After the deployment is complete, accessing the __version__
endpoint will show the commit hash of the deployed version, which will eventually match to the one of the latest commit on the main
branch (a node with an older version might still serve the request before it is shut down).
Versioning
The commit hash of the deployed code is considered its version identifier. The commit hash can be retrieved locally via git rev-parse HEAD
.
Preventing deployment
Occasionally developers might want to prevent a commit from triggering the deployment pipeline. While this should be discouraged, there are some legitimate cases for doing so (e.g. docs only changes).

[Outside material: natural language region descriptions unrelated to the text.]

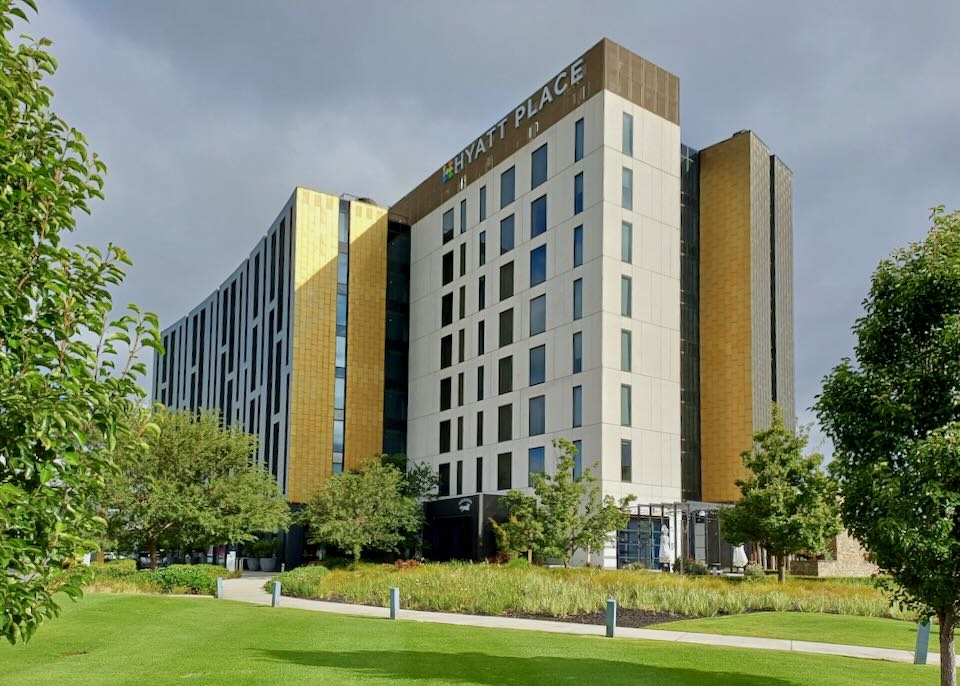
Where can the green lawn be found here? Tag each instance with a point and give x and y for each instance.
(800, 626)
(128, 639)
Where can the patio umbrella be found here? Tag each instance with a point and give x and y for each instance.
(666, 546)
(739, 556)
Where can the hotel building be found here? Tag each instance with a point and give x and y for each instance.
(574, 272)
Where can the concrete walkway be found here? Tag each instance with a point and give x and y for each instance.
(249, 589)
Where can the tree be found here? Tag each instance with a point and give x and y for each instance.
(362, 509)
(565, 514)
(68, 371)
(788, 505)
(892, 416)
(192, 484)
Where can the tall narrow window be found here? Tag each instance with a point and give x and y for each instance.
(448, 226)
(505, 423)
(508, 187)
(627, 189)
(534, 463)
(626, 405)
(538, 363)
(504, 471)
(538, 166)
(578, 352)
(538, 265)
(578, 298)
(537, 415)
(538, 315)
(626, 350)
(626, 461)
(627, 133)
(577, 406)
(538, 216)
(506, 234)
(626, 296)
(506, 280)
(626, 242)
(578, 141)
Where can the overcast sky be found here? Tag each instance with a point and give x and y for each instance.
(209, 113)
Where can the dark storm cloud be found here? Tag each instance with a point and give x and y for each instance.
(208, 114)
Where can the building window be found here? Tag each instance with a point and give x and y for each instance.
(534, 463)
(577, 406)
(626, 198)
(538, 364)
(508, 187)
(578, 352)
(505, 374)
(626, 350)
(448, 226)
(627, 133)
(537, 415)
(538, 216)
(626, 296)
(445, 394)
(448, 268)
(443, 481)
(538, 315)
(538, 166)
(446, 351)
(626, 461)
(626, 401)
(578, 141)
(577, 298)
(506, 327)
(538, 265)
(504, 471)
(506, 234)
(445, 436)
(506, 280)
(505, 423)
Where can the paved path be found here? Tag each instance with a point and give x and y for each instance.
(249, 589)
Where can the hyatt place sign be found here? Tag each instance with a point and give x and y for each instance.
(555, 88)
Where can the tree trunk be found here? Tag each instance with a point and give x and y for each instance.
(948, 656)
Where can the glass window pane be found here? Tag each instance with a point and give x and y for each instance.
(508, 187)
(538, 315)
(506, 234)
(538, 363)
(538, 166)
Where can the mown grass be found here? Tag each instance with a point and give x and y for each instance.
(493, 590)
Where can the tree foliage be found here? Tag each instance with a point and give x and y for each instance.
(67, 369)
(893, 415)
(788, 505)
(191, 485)
(564, 515)
(365, 509)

In order to prevent the deployment of the code from a PR when merging to main
, the title of that PR must contain the [do not deploy]
text. Note that, when generating the merge commit for a branch within the GitHub UI, the extened description must not be changed or care must be taken to ensure that [do not deploy]
is still present.
For example:
# PR title (NOT the commit message)
doc: Add documentation for the release process [do not deploy]
While the [do not deploy]
can be anywhere in the title, it is recommended to place it at its end in order to better integrate with the current PR title practices.
The deployment pipeline will analyse the message of the merge commit (which will be contain the PR title) and make a decision based on it.
Releasing to production
Developers with write access to the Merino repository can initiate a deployment to production after a Pull-Request on the Merino GitHub repository is merged to the main
branch.
While any developer with write access can trigger the deployment to production, the expectation is that individual(s) who authored and merged the Pull-Request should do so, as they are the ones most familiar with their changes and who can tell, by looking at the data, if anything looks anomalous.
In general authors should feel responsible for the changes they make and shepherd throught their deployment.
Releasing to production can be done by:
- opening the CircleCI dashboard;
- looking up the pipeline named
merino <PR NUMBER>
running in themain-workflow
; this pipeline should either be in a running status (if the required test jobs are still running) or in the "on hold" status, with theunhold-to-deploy-to-prod
being held; - once in the "on hold" status, with all the other jobs successfully completed, clicking on the "thumbs up" action on the
unhold-to-deploy-to-prod
job row will approve it and trigger the deployment, unblocking thedeploy-to-prod
job; - developers must monitor the Merino Application & Infrastructure dashboard for any anomaly, for example significant changes in HTTP response codes, increase in latency, cpu/memory usage (most things under the infrastructure heading).
What to do if production is broken?
Don't panic and follow the instructions below:
- depending on the severity of the problem, decide if this warrants kicking off an incident;
- if the root cause of the problem can be identified in a relatively small time, create a PR for the fix.
- verify the fix locally;
- verify the fix on
stage
, after it is reviewed by a Merino developer and merged; - deploy it to production.
OR
- if the root cause of the problem is harder to track down, revert the last commit and then deploy the revert commit to production.